Oh Sweet Day!

Blueberry and Cranberry Crumb Muffin

| 3 Comments

Baking with kids is messy. I am not going to hide this fact. But it is also immensely fun. Last time I made these cupcakes with my 3-year-old boy, we both enjoyed it a lot.

The more I cook with kids, the more fun facts I find. Not only can it encourage them to eat, but it can also inspire them to be creative. Once you find something that your children like, it’s easy to encourage them to participate, and eventually it just takes a little imagination and enthusiasm for them to believe that they can add their own touches to the final products.

My boy LOVES berries. Any kinds! Even cranberries, he would put them in his mouth like eating Smarties. Yes, SOUR CRANBERRY! But  what made it really sweet though was when we were making these muffins together, he put one berry on the back of my hand between my fingers and said, “You want a diamond ring, mommy?” And so, we had these muffins as well as tons of blueberry and cranberry diamond rings.

Ingredients (12 regular-sized muffins):

Muffin
2 cups and 1 tablespoon flour
2 teaspoons baking powder
1/2 teaspoon salt
1/2 cup butter, softened
3/4 cup sugar
1 egg
1/2 cup milk
1 cup blueberry
1 cup cranberry
Crumb Topping
1/4 cup sugar
1/4 cup brown sugar
1/4 cup butter, softened
1/3 cup flour
1/2 teaspoon cinnamon
 

Directions:

Preheat oven to 400F. Grease muffin tin or line with muffin liners.

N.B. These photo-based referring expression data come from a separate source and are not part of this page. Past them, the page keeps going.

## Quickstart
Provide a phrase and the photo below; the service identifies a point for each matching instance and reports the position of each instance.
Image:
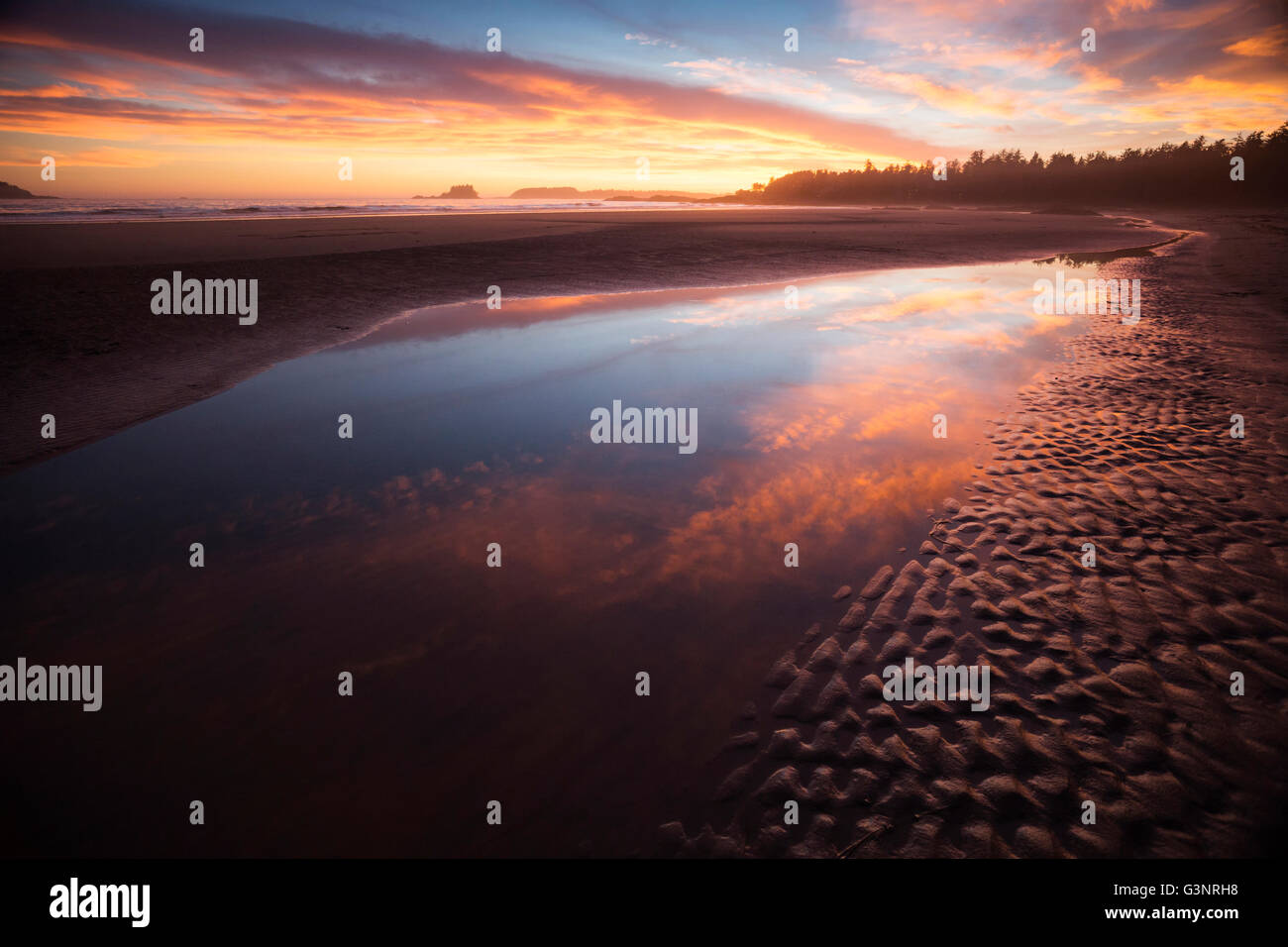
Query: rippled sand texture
(1109, 684)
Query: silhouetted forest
(1193, 171)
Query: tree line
(1197, 171)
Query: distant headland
(12, 192)
(455, 192)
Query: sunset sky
(583, 89)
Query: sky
(699, 95)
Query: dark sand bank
(80, 342)
(1109, 684)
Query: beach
(1150, 684)
(81, 343)
(1111, 684)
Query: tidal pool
(472, 684)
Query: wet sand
(1109, 684)
(80, 341)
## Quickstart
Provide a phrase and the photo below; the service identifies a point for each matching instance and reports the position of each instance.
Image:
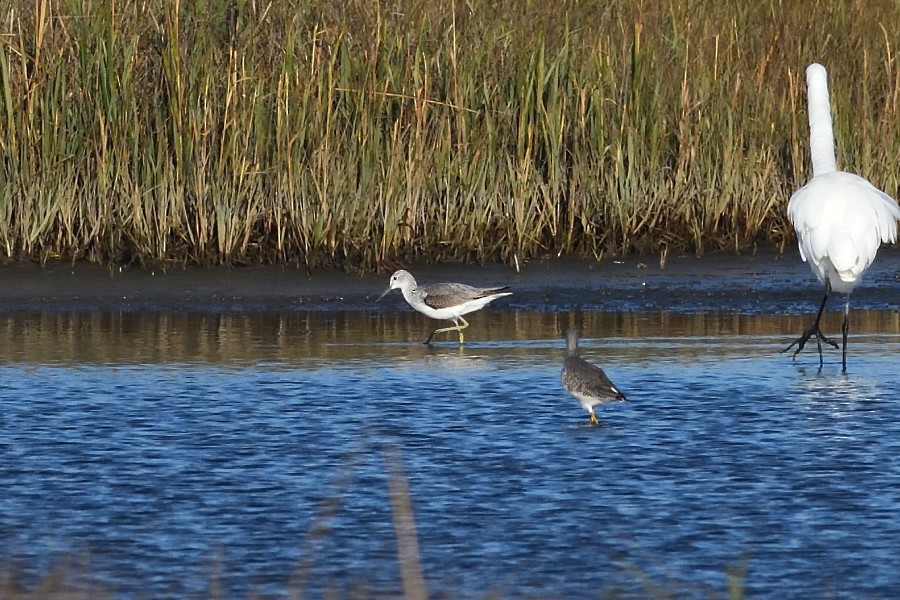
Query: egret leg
(814, 330)
(458, 329)
(845, 329)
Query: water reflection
(295, 336)
(162, 442)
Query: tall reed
(362, 134)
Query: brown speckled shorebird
(586, 382)
(443, 300)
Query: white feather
(840, 218)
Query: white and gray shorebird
(448, 301)
(586, 382)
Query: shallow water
(247, 450)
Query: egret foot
(800, 342)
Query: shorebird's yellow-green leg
(457, 329)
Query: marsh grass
(360, 134)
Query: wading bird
(586, 382)
(840, 218)
(448, 301)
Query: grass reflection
(299, 336)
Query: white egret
(840, 218)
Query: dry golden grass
(357, 134)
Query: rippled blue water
(176, 475)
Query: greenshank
(586, 382)
(448, 301)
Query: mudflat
(758, 283)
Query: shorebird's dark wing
(587, 378)
(445, 295)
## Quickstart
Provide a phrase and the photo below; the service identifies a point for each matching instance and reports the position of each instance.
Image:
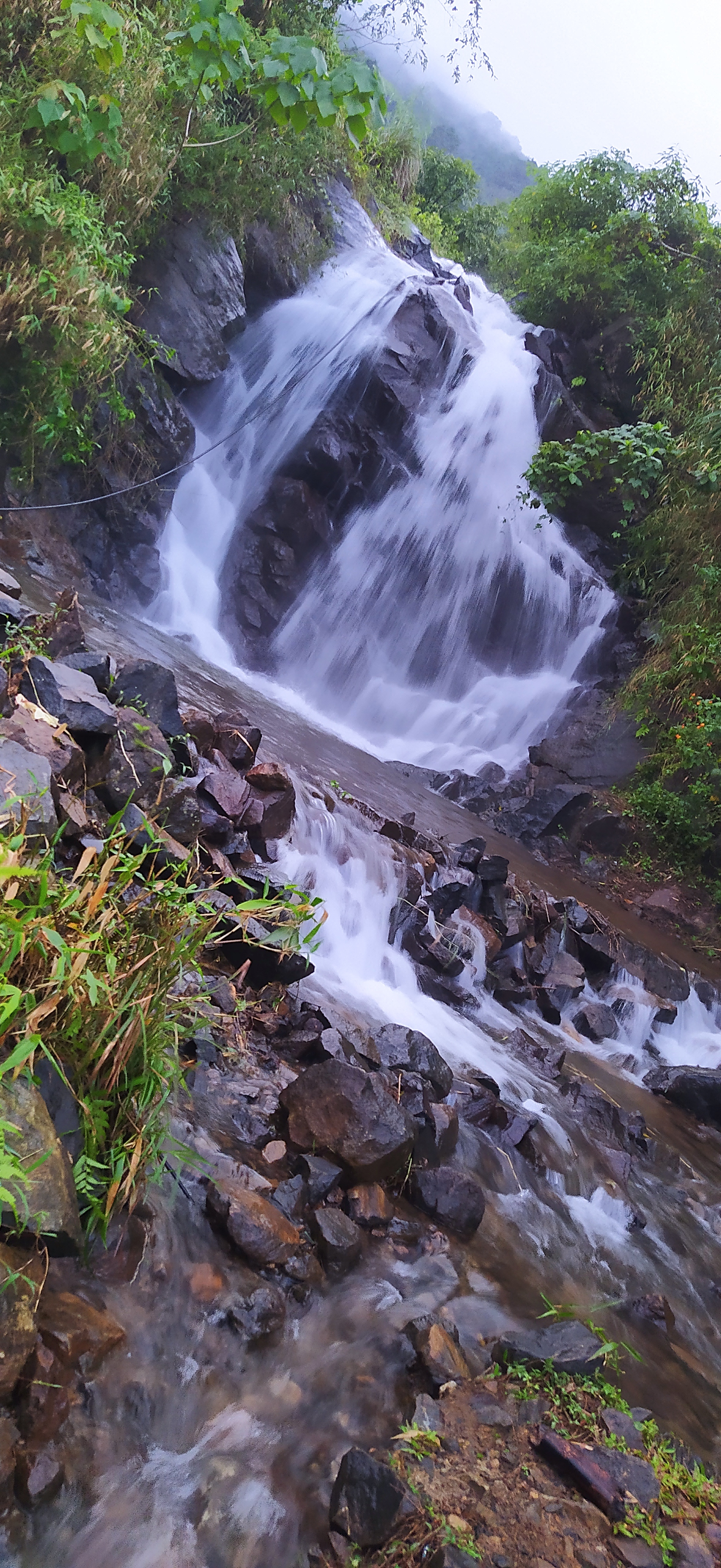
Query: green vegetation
(628, 263)
(109, 118)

To prepare muffins, in a large bowl, sift together 2 cups flour, baking powder and salt. Set aside.

In the bowl of an electric mixer fitted with the paddle attachment, cream butter on medium-high speed, until light and fluffy. Gradually add sugar and continue to beat until well combined and fluffy. Reduce the mixer speed to medium and add egg, mix until just blended.

With the mixer on low, slowly add half the flour mixture, mix until just blended. Add the milk, mix until just blended. Slowly add remaining flour mixture, scraping down sides of the bowl with a spatula, as necessary, until just blended.

Toss the berries with 1 tablespoon flour. Gently fold into the batter.

Divide the batter evenly among prepared muffin cups. Set aside.

In a small bowl, combine the topping ingredients with a fork until it is crumbly. Sprinkle about a tablespoon of topping on top of each muffin.

Bake for 20 to 25 minutes until golden brown on top.

3 Comments

  1. The diamond ring thing is so adorable! :) I couldn’t stuff a fresh cranberry in my mouth if i tried. He must really love sour too.

  2. I have been looking for new things to have for breakfast and these are perfect. I have a bag of cranberries in my freezer and have been looking for the right recipe to use them in–I think I found it :)

  3. Baking with ME is messy! But the mess sure worth it with these!